Il venait de changer de monde et n’en éprouvait aucune inquiétude, c’était ainsi, il y avait bien longtemps qu’il ne se posait plus de question. Il ne voulait pas gâcher cette plénitude toute nouvelle qui l’avait gagnée. Il fit quelques pas, à la découverte de ce nouveau lieu. Il se délecta du contact de l’herbe sous ses pieds nus. Il marcha pendant plusieurs heures sans rencontrer personne, pourtant il avait l’intuition d’une présence, il savait que quelqu’un ou quelque chose avait été le témoin bienveillant de son voyage. Mais de tous cotés, l’horizon était dégagé, le ciel était d’un bleu sans nuage.
C’est alors que, sans le commander, un son sorti de sa bouche, pas un cri, pas une plainte mais quelque chose qui ressemblait à un appel. Il en fût surpris, cela faisait une éternité qu’il n’avait pas entendu le son de sa voix.
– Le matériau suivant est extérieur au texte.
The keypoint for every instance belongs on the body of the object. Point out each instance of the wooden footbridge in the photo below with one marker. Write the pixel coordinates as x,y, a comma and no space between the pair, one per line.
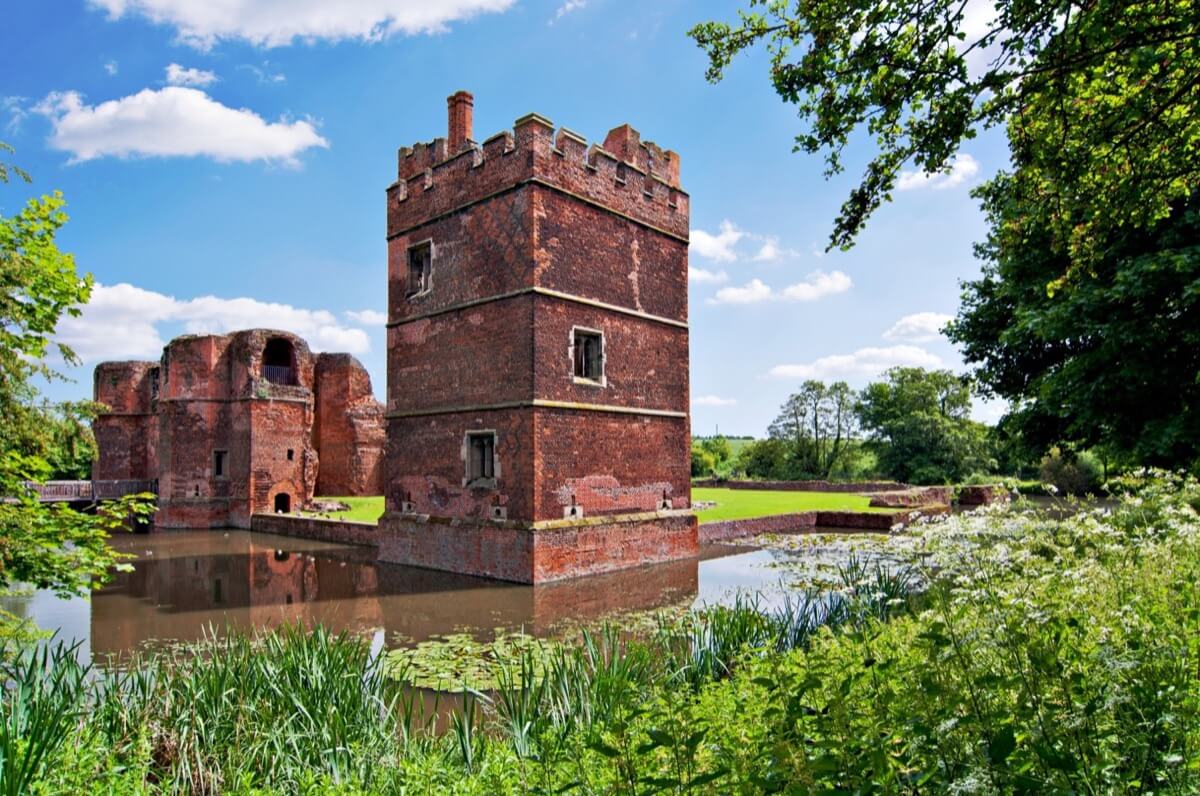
90,491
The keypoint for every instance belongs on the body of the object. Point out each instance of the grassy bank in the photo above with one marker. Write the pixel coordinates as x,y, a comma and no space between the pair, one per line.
744,503
731,504
1043,656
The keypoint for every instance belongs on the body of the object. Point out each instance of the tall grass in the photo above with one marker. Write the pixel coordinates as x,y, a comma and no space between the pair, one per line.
1047,656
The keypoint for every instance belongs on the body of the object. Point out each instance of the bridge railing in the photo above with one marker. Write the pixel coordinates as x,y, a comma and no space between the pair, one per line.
101,490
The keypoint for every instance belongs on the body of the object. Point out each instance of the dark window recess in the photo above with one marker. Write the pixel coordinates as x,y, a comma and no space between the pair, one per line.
277,361
420,269
481,462
588,355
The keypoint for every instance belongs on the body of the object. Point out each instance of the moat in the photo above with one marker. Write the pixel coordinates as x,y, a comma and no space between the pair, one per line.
187,584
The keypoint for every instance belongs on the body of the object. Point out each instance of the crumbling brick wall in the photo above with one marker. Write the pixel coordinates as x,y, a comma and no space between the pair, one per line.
537,237
244,404
349,429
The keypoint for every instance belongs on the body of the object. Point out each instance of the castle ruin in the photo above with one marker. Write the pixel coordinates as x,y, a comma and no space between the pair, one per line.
538,398
232,425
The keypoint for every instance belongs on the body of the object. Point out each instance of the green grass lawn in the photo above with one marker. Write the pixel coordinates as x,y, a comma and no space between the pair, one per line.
731,504
744,503
363,509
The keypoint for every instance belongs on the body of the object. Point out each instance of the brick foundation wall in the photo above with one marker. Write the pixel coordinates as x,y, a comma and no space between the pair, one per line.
335,531
801,521
807,486
610,462
507,551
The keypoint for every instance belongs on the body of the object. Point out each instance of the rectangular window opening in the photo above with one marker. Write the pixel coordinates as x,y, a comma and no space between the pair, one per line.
420,269
480,456
588,354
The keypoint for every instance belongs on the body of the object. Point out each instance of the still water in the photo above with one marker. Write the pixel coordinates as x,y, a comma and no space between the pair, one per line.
187,584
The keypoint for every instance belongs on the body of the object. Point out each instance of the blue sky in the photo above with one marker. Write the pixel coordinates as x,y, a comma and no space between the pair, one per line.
225,168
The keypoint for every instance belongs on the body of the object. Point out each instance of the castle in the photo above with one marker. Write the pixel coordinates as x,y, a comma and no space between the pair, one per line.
538,398
232,425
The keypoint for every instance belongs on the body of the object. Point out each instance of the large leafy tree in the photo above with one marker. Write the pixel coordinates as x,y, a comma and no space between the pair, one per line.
49,546
1109,359
817,424
1107,93
919,422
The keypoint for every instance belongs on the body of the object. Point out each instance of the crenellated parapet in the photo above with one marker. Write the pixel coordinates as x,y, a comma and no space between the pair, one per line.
633,178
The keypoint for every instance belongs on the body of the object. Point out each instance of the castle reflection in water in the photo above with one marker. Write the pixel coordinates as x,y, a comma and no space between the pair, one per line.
185,584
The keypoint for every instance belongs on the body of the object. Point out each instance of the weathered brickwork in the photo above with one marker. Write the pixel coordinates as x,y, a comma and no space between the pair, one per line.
129,431
535,243
231,425
349,432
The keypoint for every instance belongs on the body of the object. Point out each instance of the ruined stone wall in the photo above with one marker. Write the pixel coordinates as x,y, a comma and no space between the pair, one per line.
127,434
349,432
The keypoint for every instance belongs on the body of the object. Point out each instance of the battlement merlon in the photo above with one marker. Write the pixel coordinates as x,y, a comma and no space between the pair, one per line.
625,174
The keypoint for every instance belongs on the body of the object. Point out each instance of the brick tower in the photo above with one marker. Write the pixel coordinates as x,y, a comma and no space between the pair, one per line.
538,420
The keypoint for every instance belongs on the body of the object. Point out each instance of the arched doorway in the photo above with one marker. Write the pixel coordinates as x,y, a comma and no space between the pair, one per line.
279,365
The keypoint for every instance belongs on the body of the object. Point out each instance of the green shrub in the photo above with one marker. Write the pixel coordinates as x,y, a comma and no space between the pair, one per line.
1071,473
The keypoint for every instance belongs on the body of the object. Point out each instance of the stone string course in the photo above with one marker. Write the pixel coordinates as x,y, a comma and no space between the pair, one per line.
322,530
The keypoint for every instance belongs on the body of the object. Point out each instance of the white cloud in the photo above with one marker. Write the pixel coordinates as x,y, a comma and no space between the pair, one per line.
568,7
367,317
172,121
719,246
864,363
701,276
179,76
961,169
15,108
123,321
815,286
919,327
771,251
265,73
277,23
819,285
753,292
712,400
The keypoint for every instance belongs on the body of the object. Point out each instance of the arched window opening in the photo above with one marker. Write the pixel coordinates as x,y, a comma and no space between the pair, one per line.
279,365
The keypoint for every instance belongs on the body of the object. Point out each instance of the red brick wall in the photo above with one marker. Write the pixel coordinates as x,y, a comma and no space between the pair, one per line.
425,462
587,251
349,429
646,363
474,357
127,435
610,462
493,550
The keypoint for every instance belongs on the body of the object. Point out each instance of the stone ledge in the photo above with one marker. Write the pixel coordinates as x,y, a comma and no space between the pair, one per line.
305,527
540,525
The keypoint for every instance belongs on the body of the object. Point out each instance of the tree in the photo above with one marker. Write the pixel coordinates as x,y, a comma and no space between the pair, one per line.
919,423
47,546
817,424
1108,359
1107,93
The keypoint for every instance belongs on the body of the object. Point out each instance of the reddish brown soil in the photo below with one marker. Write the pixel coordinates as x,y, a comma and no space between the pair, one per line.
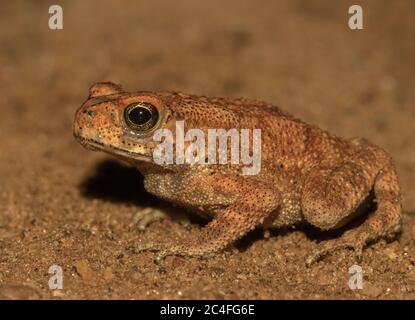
61,204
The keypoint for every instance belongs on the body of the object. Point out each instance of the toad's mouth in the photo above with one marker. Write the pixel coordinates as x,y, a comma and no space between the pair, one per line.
94,145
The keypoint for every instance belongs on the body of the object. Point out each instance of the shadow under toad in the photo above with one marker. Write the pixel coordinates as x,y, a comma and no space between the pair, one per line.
116,182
Et puis il le vit ; Dans l’immensité azurée un tout petit point bleu nuit, il l’observa attentivement jusqu’à ce qu’il en distingue la forme. C’était un oiseau, un magnifique oiseau bleu nuit. Il n’en avait jamais vu de semblable, il était émerveillé par sa beauté, il n’osa plus faire le moindre geste. L’oiseau à présent le regardait de son regard céruléen. Il avait la taille de l’aigle et la majesté du cygne.
Ses grandes ailes étendues, il décrivit des cercles au dessus de sa tête puis s’envola en direction du Sud. L’homme solitaire se sentit happé, il le suivit, d’abord en marchant, puis en courant pour ne pas le perdre. Il courait, il courait de plus en plus vite, sans pour autant éprouver aucune fatigue, sans le moindre essoufflement, jusqu’à ce qu’il se rende compte que ses pieds étaient à quelques centimètres du sol. Sans le toucher, l’oiseau tel un aimant, le tirait. Il était en train de voler mais cette fois il en éprouvait une parfaite conscience. Il s’enivrait de couleurs et d’odeurs mêlées que lui offrait cette végétation luxuriante.
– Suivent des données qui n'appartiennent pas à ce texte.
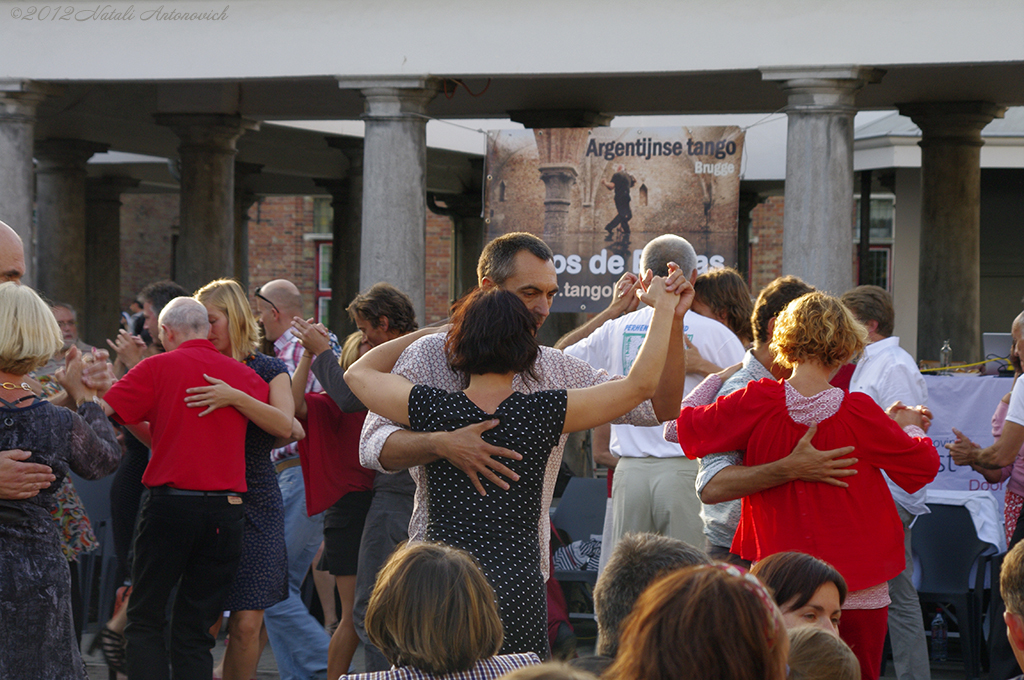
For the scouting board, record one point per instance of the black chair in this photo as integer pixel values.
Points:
(580, 513)
(947, 547)
(101, 564)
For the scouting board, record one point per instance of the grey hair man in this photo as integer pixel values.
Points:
(653, 487)
(522, 264)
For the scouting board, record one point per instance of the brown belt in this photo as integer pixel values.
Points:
(284, 465)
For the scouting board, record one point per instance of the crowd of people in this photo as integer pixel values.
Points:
(757, 528)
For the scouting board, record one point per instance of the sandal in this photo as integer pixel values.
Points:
(113, 646)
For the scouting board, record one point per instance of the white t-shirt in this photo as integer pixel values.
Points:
(1015, 414)
(888, 374)
(614, 346)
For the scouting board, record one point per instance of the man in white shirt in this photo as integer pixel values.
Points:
(888, 374)
(653, 486)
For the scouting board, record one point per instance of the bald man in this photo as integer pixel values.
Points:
(17, 480)
(300, 643)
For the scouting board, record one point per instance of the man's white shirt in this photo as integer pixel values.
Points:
(614, 346)
(888, 374)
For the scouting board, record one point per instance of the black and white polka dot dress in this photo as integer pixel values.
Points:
(500, 528)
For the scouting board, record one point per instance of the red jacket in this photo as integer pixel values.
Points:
(857, 529)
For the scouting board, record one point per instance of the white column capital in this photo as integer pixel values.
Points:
(821, 88)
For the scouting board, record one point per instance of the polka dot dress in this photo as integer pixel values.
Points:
(500, 528)
(261, 580)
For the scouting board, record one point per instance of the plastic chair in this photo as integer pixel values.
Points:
(102, 562)
(581, 514)
(947, 547)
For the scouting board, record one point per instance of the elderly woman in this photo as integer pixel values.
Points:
(35, 583)
(433, 613)
(702, 623)
(856, 528)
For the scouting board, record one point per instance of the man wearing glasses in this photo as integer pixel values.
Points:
(299, 642)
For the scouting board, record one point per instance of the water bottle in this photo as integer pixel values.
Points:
(945, 354)
(940, 646)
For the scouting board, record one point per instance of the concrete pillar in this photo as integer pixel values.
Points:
(949, 293)
(244, 199)
(816, 241)
(18, 100)
(394, 212)
(206, 237)
(60, 270)
(101, 316)
(346, 201)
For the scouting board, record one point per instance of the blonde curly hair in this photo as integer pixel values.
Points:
(816, 327)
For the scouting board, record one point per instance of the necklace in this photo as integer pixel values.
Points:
(12, 386)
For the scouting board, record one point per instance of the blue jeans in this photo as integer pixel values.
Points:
(299, 641)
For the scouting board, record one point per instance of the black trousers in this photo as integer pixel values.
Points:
(195, 543)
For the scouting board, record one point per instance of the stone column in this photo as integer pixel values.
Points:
(206, 236)
(244, 199)
(346, 202)
(60, 271)
(394, 212)
(101, 316)
(18, 101)
(816, 242)
(949, 293)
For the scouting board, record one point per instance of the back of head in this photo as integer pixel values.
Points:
(350, 350)
(816, 327)
(187, 317)
(726, 293)
(702, 623)
(1012, 580)
(229, 298)
(491, 331)
(433, 609)
(794, 578)
(160, 293)
(668, 248)
(384, 300)
(871, 303)
(637, 561)
(771, 301)
(815, 654)
(497, 262)
(549, 671)
(29, 332)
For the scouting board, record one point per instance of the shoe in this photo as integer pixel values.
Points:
(113, 645)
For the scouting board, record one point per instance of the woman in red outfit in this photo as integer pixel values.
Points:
(855, 528)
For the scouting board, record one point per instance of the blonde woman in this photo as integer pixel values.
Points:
(262, 577)
(432, 613)
(35, 582)
(856, 528)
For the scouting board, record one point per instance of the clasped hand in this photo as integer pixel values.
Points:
(215, 395)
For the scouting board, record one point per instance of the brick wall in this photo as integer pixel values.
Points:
(276, 247)
(766, 254)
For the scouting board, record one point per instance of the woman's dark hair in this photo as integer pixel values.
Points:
(492, 332)
(794, 578)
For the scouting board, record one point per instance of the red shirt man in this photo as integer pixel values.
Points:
(190, 520)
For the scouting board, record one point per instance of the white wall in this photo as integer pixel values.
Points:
(262, 38)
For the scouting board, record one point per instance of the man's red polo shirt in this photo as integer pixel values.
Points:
(188, 452)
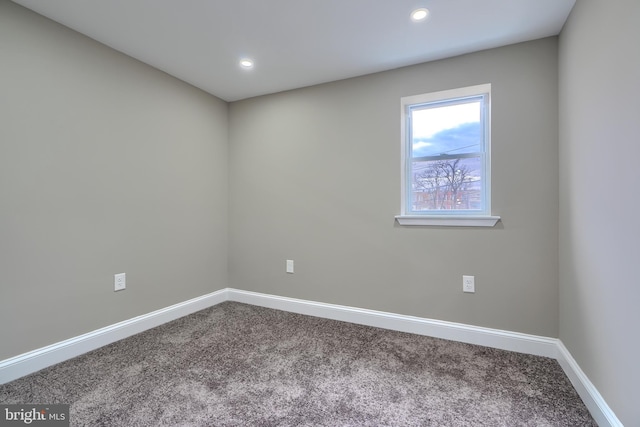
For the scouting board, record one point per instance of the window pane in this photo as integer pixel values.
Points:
(445, 128)
(453, 184)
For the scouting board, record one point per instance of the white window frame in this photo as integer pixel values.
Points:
(481, 218)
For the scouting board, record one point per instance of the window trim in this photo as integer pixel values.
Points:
(446, 217)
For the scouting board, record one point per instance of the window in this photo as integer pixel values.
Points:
(446, 175)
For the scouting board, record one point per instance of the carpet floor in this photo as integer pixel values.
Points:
(241, 365)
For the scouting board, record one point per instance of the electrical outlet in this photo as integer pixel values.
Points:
(468, 284)
(120, 282)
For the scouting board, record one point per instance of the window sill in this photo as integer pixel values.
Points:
(448, 221)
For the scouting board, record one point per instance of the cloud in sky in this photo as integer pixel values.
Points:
(463, 138)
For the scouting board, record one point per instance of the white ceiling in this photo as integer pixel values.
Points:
(297, 43)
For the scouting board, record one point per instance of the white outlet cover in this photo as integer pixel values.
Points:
(120, 281)
(468, 284)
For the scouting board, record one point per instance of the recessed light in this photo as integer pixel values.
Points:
(419, 15)
(246, 63)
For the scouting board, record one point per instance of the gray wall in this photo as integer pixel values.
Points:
(599, 232)
(315, 177)
(106, 166)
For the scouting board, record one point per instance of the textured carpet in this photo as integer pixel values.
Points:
(241, 365)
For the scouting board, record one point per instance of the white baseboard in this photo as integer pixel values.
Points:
(27, 363)
(598, 408)
(496, 338)
(513, 341)
(33, 361)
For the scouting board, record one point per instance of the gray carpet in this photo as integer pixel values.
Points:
(240, 365)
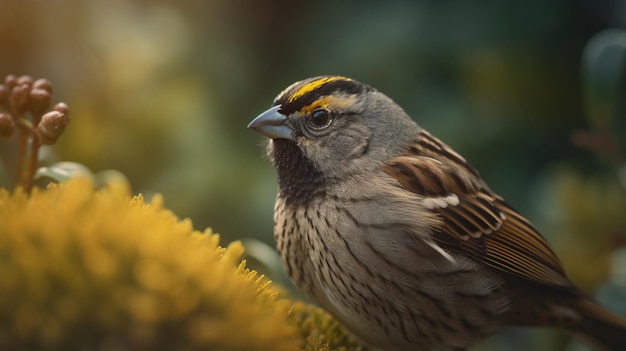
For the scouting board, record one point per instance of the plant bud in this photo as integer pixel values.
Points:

Puis leur course se ralentit tout doucement jusqu’à prendre fin. Il était au bord d’une falaise. Il leva les yeux mais ne vit plus aucune trace d’oiseau, le ciel tout entier était devenu bleu nuit. Un ciel immaculé comme on en voit dans les tableaux surréalistes. C’était un spectacle éblouissant et il en était l’unique spectateur.
En bas il y avait la mer, une mer paisible sur laquelle un bateau était amarré. A ses pieds, un sentier prenait naissance, un sentier qui conduisait jusqu’à une plage, il l’emprunta. Arrivé en bas, il lu les lettres bleues étincelantes de son prénom sur la coque du bateau, la plume qui les avait peintes avait du être trempée dans le ciel. Il se dirigea vers son embarcation, se laissa fondre dans l’eau tiède et découvrit qu’il savait nager. Il monta à bord, pris les commandes et mis le cap sur le Sud.
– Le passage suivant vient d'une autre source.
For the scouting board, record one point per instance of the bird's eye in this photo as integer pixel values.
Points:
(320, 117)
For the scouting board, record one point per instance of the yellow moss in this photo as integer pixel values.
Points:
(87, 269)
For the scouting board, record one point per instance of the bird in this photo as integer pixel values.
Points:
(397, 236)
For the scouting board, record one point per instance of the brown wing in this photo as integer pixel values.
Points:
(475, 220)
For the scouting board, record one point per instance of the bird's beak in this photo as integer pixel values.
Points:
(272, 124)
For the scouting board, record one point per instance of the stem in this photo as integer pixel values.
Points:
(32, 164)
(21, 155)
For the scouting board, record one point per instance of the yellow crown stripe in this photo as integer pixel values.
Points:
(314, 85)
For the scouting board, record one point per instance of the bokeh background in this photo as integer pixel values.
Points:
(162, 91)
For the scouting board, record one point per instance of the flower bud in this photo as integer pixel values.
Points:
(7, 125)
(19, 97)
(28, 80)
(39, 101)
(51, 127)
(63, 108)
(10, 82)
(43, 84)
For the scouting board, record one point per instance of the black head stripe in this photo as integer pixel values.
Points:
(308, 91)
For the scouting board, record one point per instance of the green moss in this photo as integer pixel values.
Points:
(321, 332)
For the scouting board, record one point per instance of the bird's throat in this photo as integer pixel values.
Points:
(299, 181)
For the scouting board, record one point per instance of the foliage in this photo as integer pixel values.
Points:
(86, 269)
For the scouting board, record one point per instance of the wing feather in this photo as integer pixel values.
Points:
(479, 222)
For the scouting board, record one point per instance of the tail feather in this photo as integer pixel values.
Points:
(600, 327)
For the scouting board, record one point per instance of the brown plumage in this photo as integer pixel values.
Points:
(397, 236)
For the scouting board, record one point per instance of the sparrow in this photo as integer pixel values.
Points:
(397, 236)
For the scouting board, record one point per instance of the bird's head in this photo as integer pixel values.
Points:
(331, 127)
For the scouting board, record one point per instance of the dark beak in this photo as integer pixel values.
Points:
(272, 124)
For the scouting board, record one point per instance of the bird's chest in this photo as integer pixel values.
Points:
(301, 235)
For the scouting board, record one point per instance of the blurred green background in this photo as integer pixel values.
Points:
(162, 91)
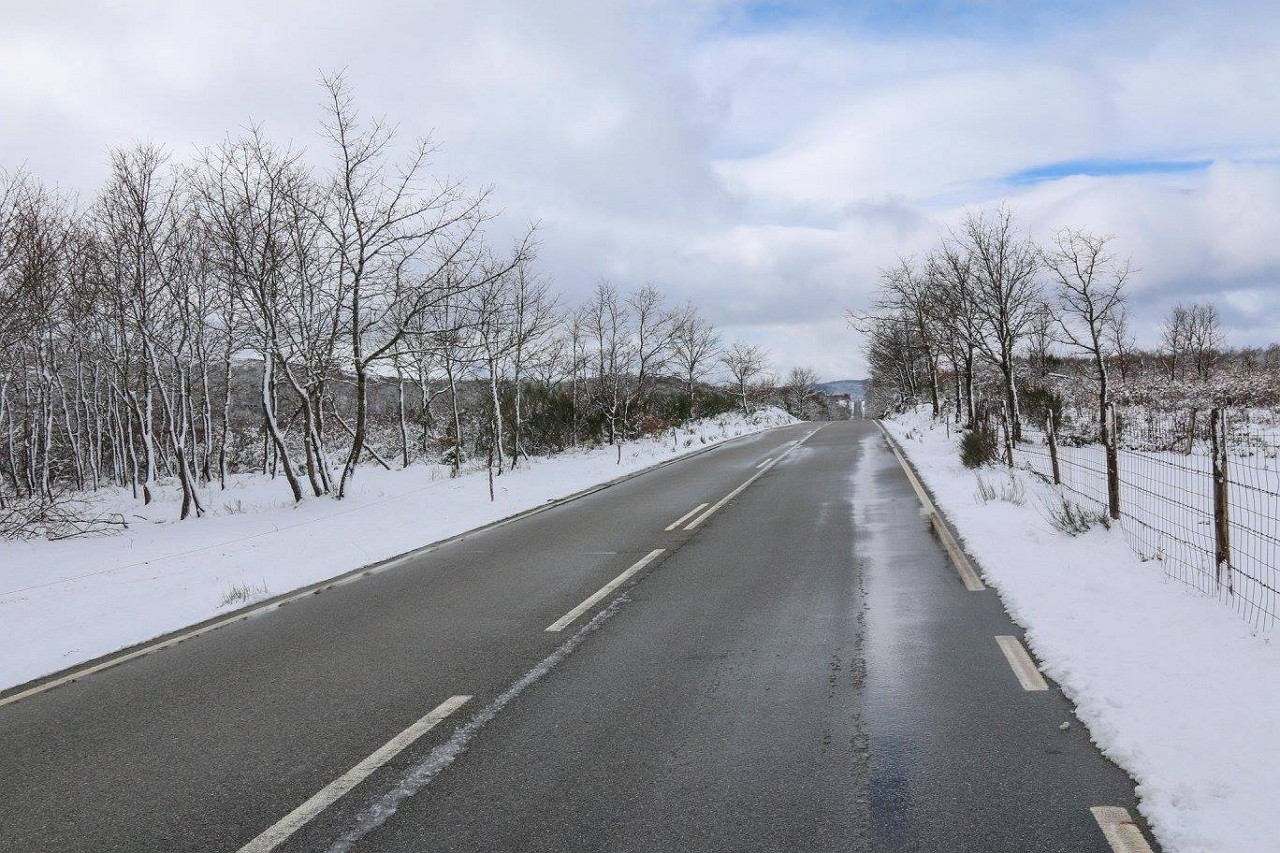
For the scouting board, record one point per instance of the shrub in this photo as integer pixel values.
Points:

Il partit à la découverte de ce monde qui l’avait vu naître. Peu à peu, sans qu’il y prenne garde, la parole lui revint et il connu l’échange, il avait tant à apprendre, il avait tant à donner. Le bel oiseau qui avait perdu sa plume, il ne le rencontra plus jamais mais il rencontra l’amour et ne le laissa pas s’envoler.